A DNA probe or a gene probe is a synthetic, single-stranded DNA molecule that can recognize and specifically bind to a target DNA (by complementary base pairing) in a mixture of biomolecules. DNA probes are either long (> 100 nucleotides) or short (< 50 nucleotides), and may bind to the total or a small portion of the target DNA. There is a wide variation in the size of DNA probes used (may range from 10 bases to 10,000 bases). The most important requirement is their specific and stable binding with target DNAs.

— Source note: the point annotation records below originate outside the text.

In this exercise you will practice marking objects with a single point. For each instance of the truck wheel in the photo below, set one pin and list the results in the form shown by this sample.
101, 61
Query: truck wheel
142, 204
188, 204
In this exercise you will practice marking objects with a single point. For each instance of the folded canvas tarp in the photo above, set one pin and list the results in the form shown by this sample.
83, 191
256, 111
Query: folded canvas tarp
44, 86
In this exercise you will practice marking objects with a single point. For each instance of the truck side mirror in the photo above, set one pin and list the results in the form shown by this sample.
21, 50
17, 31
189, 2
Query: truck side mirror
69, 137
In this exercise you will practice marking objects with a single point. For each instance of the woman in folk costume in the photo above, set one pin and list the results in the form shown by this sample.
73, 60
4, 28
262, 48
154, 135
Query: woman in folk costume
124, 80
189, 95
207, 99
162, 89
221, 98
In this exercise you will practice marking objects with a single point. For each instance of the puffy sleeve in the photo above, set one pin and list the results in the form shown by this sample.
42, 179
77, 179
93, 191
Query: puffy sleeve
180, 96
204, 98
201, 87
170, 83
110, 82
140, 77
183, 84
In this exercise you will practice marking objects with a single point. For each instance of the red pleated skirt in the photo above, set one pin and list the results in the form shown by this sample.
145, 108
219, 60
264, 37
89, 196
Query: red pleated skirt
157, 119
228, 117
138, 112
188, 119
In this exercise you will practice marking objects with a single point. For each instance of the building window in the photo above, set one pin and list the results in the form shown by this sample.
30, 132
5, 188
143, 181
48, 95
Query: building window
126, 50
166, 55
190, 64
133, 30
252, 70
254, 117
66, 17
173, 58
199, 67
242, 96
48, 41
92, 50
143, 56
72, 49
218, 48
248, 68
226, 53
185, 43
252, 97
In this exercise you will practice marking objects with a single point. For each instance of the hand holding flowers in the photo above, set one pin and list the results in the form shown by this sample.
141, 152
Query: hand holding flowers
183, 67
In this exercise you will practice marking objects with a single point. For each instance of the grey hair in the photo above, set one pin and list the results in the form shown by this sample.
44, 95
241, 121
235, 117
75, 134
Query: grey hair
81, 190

Methods Employed to Obtain DNA Probes:

A great majority of DNA probes are chemically synthesized in the laboratory. There are, however, many other ways of obtaining them-isolation of selected regions of genes, cloning of intact genes, producing from mRNAs.

Isolation of selected regions of genes:

The DNA from an organism (say a pathogen) can be cut by using restriction endonucleases. These DNA fragments are cloned in vectors and the DNA probes can be selected by screening.

Synthesis of DNA probes from mRNA:

The mRNA molecules specific to a particular DNA sequence (encoding a protein) are isolated. By using the enzyme reverse transcriptase, complementary DNA (cDNA) molecules are synthesized. This cDNA can be used as a probe to detect the target DNA.

Mechanism of Action of DNA Probes:

The basic principle of DNA probes is based on the denaturation and renaturation (hybridization) of DNA. When a double-stranded DNA molecule is subjected to physical (temperature > 95°C or pH < 10.5) or chemical (addition of urea or formaldehyde) changes, the hydrogen bonds break and the complementary strands get separated.

This process is called denaturation. Under suitable conditions (i.e., temperature, pH, salt concentration), the two separated single DNA strands can reassemble to form the original double-stranded DNA, and this phenomenon is referred to as renaturation or hybridization.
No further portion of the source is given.